The universal value type for SochDB data.

pub enum SochValue {
Null,
Bool(bool),
Int(i64),
UInt(u64),
Float(f64),
Text(String),
Binary(Vec<u8>),
Array(Vec<SochValue>),
Object(HashMap<String, SochValue>),
Ref { table: String, id: u64 },
}

Methods

MethodSignatureDescription
is_null()fn is_null(&self) -> boolCheck if value is null
as_int()fn as_int(&self) -> Option<i64>Extract integer
as_text()fn as_text(&self) -> Option<&str>Extract string reference
to_toon()fn to_toon(&self) -> StringConvert to TOON format
type_tag()fn type_tag(&self) -> SochTypeTagGet binary type tag

Conversions

// From Rust types
let v = SochValue::from(42i64);
let v = SochValue::from("hello");
let v = SochValue::from(vec![1, 2, 3]);

// To Rust types
let i: i64 = v.try_into()?;
let s: String = v.try_into()?;

SochType

Schema type definitions.

pub enum SochType {
Int,
UInt,
Float,
Text,
Bool,
Bytes,
Vector(usize), // Dimensionality
Array(Box<SochType>),
Optional(Box<SochType>),
Ref(String), // Referenced table
Object(Vec<(String, SochType)>),
}

Type Parsing

// Parse from string
SochType::parse("int") // Some(SochType::Int)
SochType::parse("text?") // Some(SochType::Optional(Box::new(SochType::Text)))
SochType::parse("ref(users)") // Some(SochType::Ref("users".into()))
SochType::parse("vec(384)") // Some(SochType::Vector(384))

SochSchema

Table schema definition.

pub struct SochSchema {
pub name: String,
pub fields: Vec<SochField>,
pub primary_key: Option<String>,
pub indexes: Vec<IndexDef>,
}

pub struct SochField {
pub name: String,
pub field_type: SochType,
pub nullable: bool,
pub default: Option<SochValue>,
}

Builder Pattern

let schema = SochSchema::new("users")
.field("id", SochType::UInt)
.field("name", SochType::Text)
.field("email", SochType::Text)
.field("age", SochType::Optional(Box::new(SochType::Int)))
.field("embedding", SochType::Vector(384))
.primary_key("id")
.index("email", IndexType::BTree)
.index("embedding", IndexType::HNSW);

SochTable

In-memory table representation.

pub struct SochTable {
pub schema: SochSchema,
pub rows: Vec<SochRow>,
}

pub struct SochRow {
pub values: Vec<SochValue>,
}

Methods

MethodSignatureDescription
new(schema)fn new(schema: SochSchema) -> SelfCreate empty table
push(row)fn push(&mut self, row: SochRow)Add a row
len()fn len(&self) -> usizeNumber of rows
format()fn format(&self) -> StringTOON string format
parse(s)fn parse(s: &str) -> Result<Self>Parse from TOON

Client SDK

SochConnection

Primary interface for database operations.

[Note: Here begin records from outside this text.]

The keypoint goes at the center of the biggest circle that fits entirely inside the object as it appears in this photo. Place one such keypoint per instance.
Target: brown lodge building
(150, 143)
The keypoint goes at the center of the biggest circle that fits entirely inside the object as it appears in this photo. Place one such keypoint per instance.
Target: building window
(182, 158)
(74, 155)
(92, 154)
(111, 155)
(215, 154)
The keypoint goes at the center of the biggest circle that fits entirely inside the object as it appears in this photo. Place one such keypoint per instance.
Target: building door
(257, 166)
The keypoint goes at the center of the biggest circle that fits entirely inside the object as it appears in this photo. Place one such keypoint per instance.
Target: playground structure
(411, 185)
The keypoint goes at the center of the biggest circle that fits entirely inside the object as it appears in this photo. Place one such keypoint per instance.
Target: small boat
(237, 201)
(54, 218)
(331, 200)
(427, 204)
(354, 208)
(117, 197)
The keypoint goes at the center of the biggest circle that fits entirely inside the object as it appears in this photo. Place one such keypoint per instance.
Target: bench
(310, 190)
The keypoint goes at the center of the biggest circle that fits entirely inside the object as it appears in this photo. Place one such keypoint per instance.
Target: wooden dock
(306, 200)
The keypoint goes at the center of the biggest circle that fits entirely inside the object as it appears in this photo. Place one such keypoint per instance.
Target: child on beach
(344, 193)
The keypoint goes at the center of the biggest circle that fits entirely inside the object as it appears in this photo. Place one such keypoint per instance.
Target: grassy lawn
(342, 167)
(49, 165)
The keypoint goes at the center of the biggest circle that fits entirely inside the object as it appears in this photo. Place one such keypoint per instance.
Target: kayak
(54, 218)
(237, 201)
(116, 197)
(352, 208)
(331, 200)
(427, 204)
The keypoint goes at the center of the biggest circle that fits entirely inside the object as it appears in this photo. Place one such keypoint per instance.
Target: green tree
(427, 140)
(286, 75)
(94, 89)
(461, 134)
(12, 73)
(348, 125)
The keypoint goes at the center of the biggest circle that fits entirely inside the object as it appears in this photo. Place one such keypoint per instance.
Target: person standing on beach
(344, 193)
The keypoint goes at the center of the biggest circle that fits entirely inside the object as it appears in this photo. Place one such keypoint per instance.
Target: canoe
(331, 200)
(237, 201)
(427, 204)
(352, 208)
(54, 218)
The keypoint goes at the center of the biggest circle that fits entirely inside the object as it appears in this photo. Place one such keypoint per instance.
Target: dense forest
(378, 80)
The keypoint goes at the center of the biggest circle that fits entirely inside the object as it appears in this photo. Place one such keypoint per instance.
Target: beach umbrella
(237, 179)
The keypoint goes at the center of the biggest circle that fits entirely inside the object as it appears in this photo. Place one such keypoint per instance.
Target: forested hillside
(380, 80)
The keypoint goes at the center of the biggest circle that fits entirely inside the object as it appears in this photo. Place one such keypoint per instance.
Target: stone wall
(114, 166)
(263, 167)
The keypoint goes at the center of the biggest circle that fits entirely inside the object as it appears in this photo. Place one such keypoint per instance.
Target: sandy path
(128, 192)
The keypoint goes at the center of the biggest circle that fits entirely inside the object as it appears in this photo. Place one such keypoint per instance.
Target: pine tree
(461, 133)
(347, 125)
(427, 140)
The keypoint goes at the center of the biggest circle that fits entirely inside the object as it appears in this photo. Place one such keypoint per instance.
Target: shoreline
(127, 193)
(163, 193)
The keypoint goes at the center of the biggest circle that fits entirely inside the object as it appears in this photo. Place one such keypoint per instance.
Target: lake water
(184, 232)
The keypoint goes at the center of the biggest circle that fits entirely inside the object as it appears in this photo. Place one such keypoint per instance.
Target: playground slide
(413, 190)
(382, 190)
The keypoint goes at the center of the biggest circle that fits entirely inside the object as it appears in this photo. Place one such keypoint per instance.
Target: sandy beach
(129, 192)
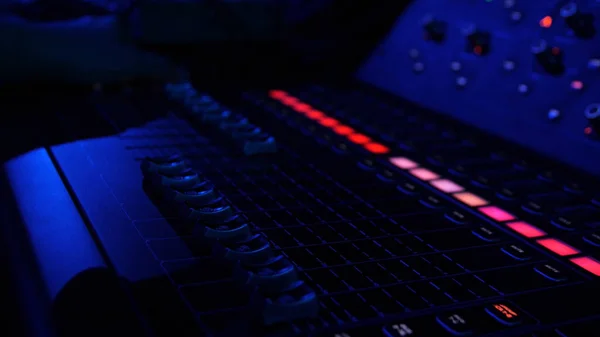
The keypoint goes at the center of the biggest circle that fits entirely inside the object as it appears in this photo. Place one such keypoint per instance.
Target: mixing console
(328, 220)
(518, 69)
(452, 191)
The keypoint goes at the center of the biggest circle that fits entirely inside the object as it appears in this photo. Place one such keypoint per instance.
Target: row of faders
(278, 295)
(205, 110)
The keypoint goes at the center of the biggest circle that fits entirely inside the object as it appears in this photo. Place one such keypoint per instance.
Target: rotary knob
(582, 24)
(550, 59)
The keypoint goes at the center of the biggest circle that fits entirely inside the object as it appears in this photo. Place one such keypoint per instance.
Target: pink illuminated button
(315, 114)
(329, 122)
(424, 174)
(470, 199)
(289, 101)
(277, 94)
(302, 107)
(403, 163)
(358, 138)
(447, 186)
(525, 229)
(376, 148)
(587, 263)
(343, 130)
(496, 213)
(558, 247)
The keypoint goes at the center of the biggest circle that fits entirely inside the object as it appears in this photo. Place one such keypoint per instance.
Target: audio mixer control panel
(528, 71)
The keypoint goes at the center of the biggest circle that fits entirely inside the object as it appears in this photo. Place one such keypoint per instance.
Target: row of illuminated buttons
(444, 185)
(486, 319)
(472, 200)
(333, 124)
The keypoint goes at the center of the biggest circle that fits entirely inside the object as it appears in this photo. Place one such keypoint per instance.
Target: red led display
(301, 107)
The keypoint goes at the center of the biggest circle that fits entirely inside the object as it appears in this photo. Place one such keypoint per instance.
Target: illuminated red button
(329, 122)
(587, 263)
(315, 114)
(277, 94)
(302, 107)
(403, 163)
(496, 213)
(424, 174)
(447, 186)
(525, 229)
(289, 101)
(470, 199)
(376, 148)
(343, 130)
(557, 247)
(358, 138)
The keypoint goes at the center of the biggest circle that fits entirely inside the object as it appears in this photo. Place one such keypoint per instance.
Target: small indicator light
(278, 94)
(289, 101)
(315, 114)
(546, 22)
(447, 186)
(470, 199)
(376, 148)
(302, 107)
(558, 247)
(403, 163)
(525, 229)
(587, 263)
(496, 213)
(358, 138)
(343, 130)
(576, 85)
(329, 122)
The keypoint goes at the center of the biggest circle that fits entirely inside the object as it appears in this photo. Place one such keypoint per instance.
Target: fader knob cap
(592, 114)
(271, 276)
(164, 165)
(298, 301)
(254, 249)
(258, 143)
(201, 193)
(231, 230)
(179, 180)
(215, 212)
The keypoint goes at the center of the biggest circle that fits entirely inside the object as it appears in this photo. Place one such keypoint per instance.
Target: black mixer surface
(344, 213)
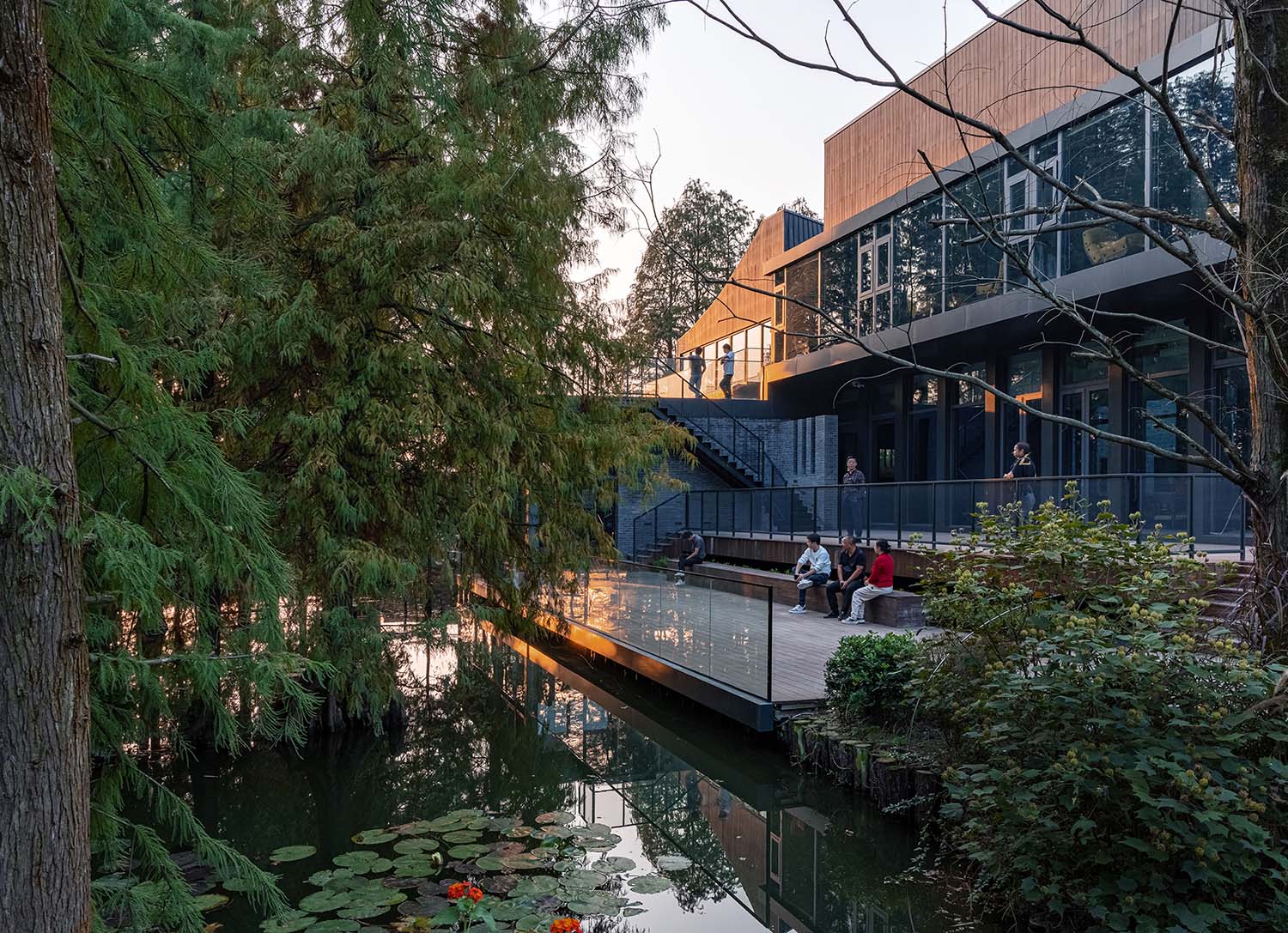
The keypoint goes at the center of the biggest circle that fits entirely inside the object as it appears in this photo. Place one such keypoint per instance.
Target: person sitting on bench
(880, 582)
(850, 567)
(693, 552)
(811, 570)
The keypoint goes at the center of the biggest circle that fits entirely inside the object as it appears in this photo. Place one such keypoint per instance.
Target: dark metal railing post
(1192, 516)
(769, 649)
(934, 512)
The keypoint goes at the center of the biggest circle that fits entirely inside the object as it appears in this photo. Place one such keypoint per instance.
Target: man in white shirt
(811, 570)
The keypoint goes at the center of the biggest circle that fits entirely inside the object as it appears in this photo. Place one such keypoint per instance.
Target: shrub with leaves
(868, 675)
(1123, 772)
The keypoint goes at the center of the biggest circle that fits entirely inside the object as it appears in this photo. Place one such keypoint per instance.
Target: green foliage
(1071, 554)
(316, 278)
(867, 677)
(1122, 772)
(1118, 763)
(695, 246)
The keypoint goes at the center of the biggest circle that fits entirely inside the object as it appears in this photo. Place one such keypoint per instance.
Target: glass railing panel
(708, 626)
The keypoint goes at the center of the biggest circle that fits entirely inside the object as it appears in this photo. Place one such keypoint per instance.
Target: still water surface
(532, 730)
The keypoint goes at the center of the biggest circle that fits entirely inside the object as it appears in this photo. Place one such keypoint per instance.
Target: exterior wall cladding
(803, 448)
(908, 285)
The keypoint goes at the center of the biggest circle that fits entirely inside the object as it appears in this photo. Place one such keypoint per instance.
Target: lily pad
(291, 853)
(584, 878)
(319, 879)
(556, 816)
(340, 925)
(615, 865)
(208, 902)
(355, 861)
(291, 922)
(672, 863)
(463, 835)
(417, 827)
(374, 837)
(648, 884)
(325, 901)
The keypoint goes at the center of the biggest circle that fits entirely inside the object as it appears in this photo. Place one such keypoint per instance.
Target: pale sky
(729, 112)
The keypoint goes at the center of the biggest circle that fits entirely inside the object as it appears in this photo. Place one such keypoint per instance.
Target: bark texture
(1261, 87)
(44, 700)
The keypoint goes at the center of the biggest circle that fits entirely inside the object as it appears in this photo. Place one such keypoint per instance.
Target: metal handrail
(1200, 506)
(764, 469)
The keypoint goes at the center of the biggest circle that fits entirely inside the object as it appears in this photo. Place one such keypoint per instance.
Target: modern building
(890, 273)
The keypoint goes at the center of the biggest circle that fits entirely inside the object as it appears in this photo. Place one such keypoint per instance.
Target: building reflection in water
(796, 853)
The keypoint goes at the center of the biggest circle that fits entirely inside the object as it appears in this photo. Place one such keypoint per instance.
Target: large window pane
(917, 260)
(1104, 154)
(803, 299)
(975, 270)
(1200, 94)
(840, 285)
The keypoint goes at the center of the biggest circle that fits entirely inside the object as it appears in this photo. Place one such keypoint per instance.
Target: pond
(742, 840)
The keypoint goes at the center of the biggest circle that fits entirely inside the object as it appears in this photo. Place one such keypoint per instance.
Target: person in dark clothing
(854, 500)
(850, 572)
(697, 366)
(693, 552)
(1023, 471)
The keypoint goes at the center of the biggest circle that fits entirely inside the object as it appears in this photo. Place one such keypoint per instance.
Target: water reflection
(515, 730)
(824, 865)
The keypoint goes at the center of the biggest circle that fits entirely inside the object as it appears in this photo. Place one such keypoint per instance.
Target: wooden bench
(901, 609)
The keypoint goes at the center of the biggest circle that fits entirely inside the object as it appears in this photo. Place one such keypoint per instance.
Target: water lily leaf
(319, 879)
(672, 863)
(584, 878)
(291, 853)
(374, 837)
(325, 901)
(417, 827)
(649, 884)
(355, 861)
(291, 922)
(399, 883)
(208, 902)
(335, 927)
(615, 865)
(556, 816)
(468, 851)
(463, 835)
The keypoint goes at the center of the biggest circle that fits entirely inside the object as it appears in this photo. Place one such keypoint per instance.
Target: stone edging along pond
(890, 780)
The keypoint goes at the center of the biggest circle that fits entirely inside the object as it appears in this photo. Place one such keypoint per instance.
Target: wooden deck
(726, 632)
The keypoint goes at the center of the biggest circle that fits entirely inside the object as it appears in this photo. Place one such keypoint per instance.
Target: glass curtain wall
(904, 267)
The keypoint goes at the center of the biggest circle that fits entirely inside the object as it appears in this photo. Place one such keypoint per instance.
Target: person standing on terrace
(854, 498)
(726, 363)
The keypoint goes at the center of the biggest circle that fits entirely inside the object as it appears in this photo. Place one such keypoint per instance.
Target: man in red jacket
(880, 582)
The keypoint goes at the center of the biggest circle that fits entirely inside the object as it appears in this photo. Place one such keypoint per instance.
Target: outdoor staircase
(714, 453)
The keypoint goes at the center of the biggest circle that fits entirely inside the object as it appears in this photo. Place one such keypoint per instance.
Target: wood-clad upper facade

pub struct SochConnection {
// Internal fields
}

Opening Connections

// Basic open
let conn = SochConnection::open("./database")?;

// With configuration
let conn = SochConnection::open_with_config(
"./database",
ConnectionConfig {
read_only: false,
cache_size: 64 * 1024 * 1024, // 64MB
..Default::default()
}
)?;

Table Operations

// Create table
conn.create_table(schema)?;

// Drop table
conn.drop_table("table_name")?;

// List tables
let tables: Vec<String> = conn.list_tables()?;

CRUD Operations

// Insert (returns row ID)
let id = conn.insert("users", &values)?;

// Select
let results = conn.query("users")
.columns(&["id", "name"])
.where_eq("status", "active")
.limit(10)
.execute()?;

// Update
let updated = conn.update("users")
.set("status", SochValue::Text("inactive".into()))
.where_eq("id", 42)
.execute()?;

// Delete
let deleted = conn.delete_where("users")
.where_gt("age", 100)
.execute()?;

Path API

// Put raw bytes
conn.put("users/1/profile", &serialized_data)?;

// Get raw bytes
let data: Option<Vec<u8>> = conn.get("users/1/profile")?;

// Delete
conn.delete("users/1/profile")?;

// Scan prefix
let entries = conn.scan("users/1/")?;
for (path, value) in entries {
println!("{}: {} bytes", path, value.len());
}

Transactions

// Begin explicit transaction
let txn = conn.begin()?;

// Operations within transaction
conn.put_in_txn(txn, "key1", b"value1")?;
conn.put_in_txn(txn, "key2", b"value2")?;

// Commit (or rollback on error)
match validate_state(&conn, txn) {
Ok(_) => conn.commit(txn)?,
Err(e) => {
conn.rollback(txn)?;
return Err(e);
}
}

SchemaBuilder

Fluent schema construction.

let schema = SchemaBuilder::table("orders")
.field("id", SochType::UInt)
.field("user_id", SochType::Ref("users".into()))
.field("amount", SochType::Float)
.field("status", SochType::Text)
.field("created_at", SochType::UInt)
.primary_key("id")
.foreign_key("user_id", "users", "id")
.index("created_at", IndexType::BTree)
.constraint("amount > 0")
.build();

BatchWriter

High-throughput batch operations.

pub struct BatchWriter<'a> {
// ...
}

Methods

MethodDescriptionReturns
new(conn)Create batch writerBatchWriter
max_batch_size(n)Set max operations per batchSelf
auto_commit(bool)Enable auto-flush when fullSelf
insert(table, values)Add insert operationSelf
update(table, key, updates)Add update operationSelf
delete(table, key)Add delete operationSelf
pending_count()Get pending operation countusize
execute()Execute all operationsResult<BatchResult>

Example

let result = conn.batch()
.max_batch_size(1000)
.auto_commit(true)
.insert("events", vec![("id", 1.into()), ("data", "event1".into())])
.insert("events", vec![("id", 2.into()), ("data", "event2".into())])
.insert("events", vec![("id", 3.into()), ("data", "event3".into())])
.execute()?;

println!("Executed: {}, Fsyncs: {}", result.ops_executed, result.fsync_count);

GroupCommitBuffer

Advanced durability control with adaptive batching.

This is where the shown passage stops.